Online shopping is growing in popularity as many U.S. shoppers prefer to search for deals online rather than to search through brick-and-mortar stores.
New research indicates that consumers are taking advantage of the growing online marketplace. In Mintel’s Online Shopping U.S. 2015 report it is revealed that over two-thirds (69%) of U.S. online adults shop online at least once a month, with 33% shopping online weekly, up from only 24% in 2014. Online spending is on the rise as shoppers surf the Web for the best deals on products and services.
Despite 28% of online shoppers agreeing that they always choose the online retailer with the lowest price, consumers are averaging $114 per online order, driving online retail sales from $264.2 billion in 2013 to $304.9 billion in 2014. Contributing to online shopping cart order size is the motivation for consumers to meet or exceed minimums for free shipping.
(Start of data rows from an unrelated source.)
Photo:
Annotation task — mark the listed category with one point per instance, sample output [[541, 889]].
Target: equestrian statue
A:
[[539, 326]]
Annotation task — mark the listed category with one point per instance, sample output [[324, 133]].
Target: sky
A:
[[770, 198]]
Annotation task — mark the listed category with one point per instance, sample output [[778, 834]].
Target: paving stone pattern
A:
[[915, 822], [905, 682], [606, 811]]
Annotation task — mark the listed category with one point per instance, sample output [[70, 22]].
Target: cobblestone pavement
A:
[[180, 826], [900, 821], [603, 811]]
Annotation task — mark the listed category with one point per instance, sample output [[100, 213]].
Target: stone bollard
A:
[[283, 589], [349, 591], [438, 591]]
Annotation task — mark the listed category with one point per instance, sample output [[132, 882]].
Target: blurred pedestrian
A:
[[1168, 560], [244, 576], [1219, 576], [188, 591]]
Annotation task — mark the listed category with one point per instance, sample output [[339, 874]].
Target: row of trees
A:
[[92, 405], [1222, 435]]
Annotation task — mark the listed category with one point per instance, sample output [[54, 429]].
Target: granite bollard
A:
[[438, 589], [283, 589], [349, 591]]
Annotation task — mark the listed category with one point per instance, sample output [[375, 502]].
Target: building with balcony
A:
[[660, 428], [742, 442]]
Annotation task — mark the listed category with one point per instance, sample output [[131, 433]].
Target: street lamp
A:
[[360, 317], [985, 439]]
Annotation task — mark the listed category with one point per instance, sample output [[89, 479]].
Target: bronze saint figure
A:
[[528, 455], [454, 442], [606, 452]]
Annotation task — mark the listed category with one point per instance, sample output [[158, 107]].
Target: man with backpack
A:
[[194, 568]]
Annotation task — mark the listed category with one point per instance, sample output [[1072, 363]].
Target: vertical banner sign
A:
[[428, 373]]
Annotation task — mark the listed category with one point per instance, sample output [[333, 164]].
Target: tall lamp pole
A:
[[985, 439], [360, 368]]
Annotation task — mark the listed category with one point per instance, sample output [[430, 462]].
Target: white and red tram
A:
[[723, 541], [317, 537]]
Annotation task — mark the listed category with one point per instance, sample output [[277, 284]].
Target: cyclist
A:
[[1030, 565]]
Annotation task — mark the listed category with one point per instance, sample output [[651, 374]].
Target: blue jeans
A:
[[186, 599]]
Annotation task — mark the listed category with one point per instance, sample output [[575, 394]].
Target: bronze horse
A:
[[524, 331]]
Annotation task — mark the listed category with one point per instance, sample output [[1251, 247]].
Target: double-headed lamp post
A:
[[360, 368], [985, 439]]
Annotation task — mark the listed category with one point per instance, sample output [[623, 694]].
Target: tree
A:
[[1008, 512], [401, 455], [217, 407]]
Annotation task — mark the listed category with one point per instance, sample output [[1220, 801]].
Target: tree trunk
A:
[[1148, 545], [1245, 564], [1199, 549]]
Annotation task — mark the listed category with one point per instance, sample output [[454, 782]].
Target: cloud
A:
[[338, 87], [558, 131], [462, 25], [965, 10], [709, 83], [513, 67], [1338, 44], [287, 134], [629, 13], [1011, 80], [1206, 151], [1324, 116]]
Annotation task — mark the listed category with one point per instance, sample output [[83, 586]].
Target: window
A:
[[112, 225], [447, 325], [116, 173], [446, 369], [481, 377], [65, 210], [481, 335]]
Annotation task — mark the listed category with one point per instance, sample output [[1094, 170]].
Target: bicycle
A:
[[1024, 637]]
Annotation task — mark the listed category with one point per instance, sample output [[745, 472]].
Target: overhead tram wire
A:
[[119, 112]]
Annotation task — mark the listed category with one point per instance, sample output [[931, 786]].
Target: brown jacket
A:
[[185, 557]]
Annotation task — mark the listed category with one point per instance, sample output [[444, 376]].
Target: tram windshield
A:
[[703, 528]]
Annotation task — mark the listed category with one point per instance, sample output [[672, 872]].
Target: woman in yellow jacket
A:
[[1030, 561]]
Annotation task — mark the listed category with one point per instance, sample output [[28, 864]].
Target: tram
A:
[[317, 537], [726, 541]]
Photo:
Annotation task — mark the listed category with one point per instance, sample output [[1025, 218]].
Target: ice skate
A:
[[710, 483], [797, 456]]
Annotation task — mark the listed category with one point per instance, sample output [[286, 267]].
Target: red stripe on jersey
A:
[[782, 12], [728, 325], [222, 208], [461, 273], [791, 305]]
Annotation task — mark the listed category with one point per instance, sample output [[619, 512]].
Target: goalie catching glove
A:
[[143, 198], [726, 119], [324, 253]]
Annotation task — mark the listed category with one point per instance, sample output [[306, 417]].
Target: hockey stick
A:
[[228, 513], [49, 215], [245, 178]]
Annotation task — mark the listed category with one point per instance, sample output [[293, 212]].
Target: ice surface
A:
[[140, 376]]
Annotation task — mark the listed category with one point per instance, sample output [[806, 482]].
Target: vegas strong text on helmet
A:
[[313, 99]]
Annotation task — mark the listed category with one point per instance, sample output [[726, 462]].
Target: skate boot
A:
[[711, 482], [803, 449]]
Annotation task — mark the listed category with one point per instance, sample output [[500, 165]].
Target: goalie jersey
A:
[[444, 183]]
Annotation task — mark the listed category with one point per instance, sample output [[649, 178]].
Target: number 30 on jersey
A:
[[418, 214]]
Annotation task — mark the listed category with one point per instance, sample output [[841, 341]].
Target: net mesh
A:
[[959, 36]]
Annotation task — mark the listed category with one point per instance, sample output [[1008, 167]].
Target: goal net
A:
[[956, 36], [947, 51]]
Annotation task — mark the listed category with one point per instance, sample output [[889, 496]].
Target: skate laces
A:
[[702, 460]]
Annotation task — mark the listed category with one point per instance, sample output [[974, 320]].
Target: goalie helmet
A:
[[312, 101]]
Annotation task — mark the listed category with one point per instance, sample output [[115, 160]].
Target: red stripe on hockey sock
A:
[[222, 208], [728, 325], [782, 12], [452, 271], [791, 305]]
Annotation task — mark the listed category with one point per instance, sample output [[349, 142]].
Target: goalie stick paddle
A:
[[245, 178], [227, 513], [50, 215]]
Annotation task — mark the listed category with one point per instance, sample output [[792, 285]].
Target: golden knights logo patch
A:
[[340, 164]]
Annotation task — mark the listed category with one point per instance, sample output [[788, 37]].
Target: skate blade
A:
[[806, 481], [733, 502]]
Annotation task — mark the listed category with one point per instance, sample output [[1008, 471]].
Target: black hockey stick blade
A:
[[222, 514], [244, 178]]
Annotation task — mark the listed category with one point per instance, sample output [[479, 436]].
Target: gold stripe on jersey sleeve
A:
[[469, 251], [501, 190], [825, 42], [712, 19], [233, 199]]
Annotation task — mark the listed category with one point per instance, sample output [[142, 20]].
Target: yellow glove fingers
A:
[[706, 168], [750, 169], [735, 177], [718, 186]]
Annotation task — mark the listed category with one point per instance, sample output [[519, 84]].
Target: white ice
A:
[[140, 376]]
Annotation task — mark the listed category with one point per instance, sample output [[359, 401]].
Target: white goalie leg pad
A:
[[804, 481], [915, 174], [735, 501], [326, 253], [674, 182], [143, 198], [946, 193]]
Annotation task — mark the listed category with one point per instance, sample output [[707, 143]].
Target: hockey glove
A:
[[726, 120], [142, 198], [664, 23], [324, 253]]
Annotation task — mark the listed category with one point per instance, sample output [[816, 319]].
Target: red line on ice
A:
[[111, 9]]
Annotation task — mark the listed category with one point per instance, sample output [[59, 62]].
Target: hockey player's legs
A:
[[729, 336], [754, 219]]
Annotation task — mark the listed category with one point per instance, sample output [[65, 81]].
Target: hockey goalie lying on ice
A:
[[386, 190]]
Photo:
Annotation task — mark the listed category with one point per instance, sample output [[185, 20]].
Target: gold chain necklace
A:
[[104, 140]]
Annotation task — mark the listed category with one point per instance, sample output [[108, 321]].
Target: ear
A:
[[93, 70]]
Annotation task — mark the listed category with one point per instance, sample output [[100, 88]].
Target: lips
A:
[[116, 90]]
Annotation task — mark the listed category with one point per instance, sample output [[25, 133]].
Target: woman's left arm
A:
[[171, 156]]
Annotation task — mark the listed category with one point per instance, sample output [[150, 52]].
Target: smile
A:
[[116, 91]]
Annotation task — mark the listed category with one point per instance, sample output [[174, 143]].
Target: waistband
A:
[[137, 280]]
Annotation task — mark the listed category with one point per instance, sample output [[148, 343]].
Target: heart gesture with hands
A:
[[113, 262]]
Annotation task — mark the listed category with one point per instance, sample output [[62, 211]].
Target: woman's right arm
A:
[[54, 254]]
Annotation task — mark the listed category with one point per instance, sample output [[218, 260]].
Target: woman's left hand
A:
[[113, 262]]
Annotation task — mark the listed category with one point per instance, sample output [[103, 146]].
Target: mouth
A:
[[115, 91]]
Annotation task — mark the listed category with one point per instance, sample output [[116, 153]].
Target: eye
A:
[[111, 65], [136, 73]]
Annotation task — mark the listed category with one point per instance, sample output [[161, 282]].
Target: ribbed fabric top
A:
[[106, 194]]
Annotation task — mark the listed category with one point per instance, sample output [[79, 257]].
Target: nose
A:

Mintel research shows that free shipping is central to many online shoppers’ experience, so much so that nearly half (48%) of online shoppers admit to occasionally increasing the size of their orders to hit the free shipping threshold.
“I want” trumps “I need” for online purchases
Mintel’s research shows that the selection of products consumers buy online depends on whether they have an immediate need to use them. The most frequently purchased products by online shoppers in the past year were books/eBooks (29%) and women’s apparel, which increased from 25% in 2013 to 27% in 2014. Online shoppers also ordered footwear (16%) more frequently in 2014, up from 12% in 2013.
The common feature behind the top three categories consumers report purchasing online, including clothing/accessories (62%), electronics (54%) and games, toys and school supplies (37%), is that they contain items purchased occasionally, rather than items to be consumed in the immediate or near future. Research indicates that the more in-demand items are less popular among online shoppers, including personal care items (31%) and furniture/home decor (30%).
“Retailers who specialize in occasional purchase categories, like clothing and electronics, were some of the most successful in converting their sales mix to include higher levels of online orders in 2014. For retailers that rely on consumables as a staple, integrating online sales proved less successful despite the availability of same-day delivery and in-store pickup,” said Billy Hulkower, senior technology analyst at Mintel. “The dominance of apparel, accessories and electronics among the products most commonly purchased online helps to delineate sweet spots for online retailing. All of these products are prime candidates for impulse buying, but at the same time, do not generally fulfill immediate needs. Additionally, online women’s apparel and footwear purchases increased in 2015, suggesting that shoppers, particularly women, are warming to the idea that they can try clothes on at home and simply return products they don’t want.”
Online shopping increases with kids in the household
Among demographic differences, the most notable is the frequency of purchases and purchase size related to the number of children under age 18 in the household. Only 23% of online shoppers without children at home make weekly online purchases, compared to 40% with one child, 56% with two children, and 66% with three or more children. According to Mintel research, the average online order is larger based on the number of children in the household; the average order for households with one child ($123) is significantly higher than that of households with no children ($78). This increases to $177 per order for households with at least three children.
Furthermore, households with more children are more likely to be enrolled in an automatic online reordering service. Among online shoppers in households with three or more children, 22% reported using an online reordering service, as opposed to 6% of those with no children in the household.
“Parents with children at home are more likely to be weekly online shoppers, driven by the combination of a greater need for supplies for their larger households and limited time for shopping in their busy schedules. In addition to the convenience of online reordering and potential cost savings on items, online shopping can free parents from challenging trips to the store with children who are likely to lobby for unnecessary purchases,” concluded Hulkower.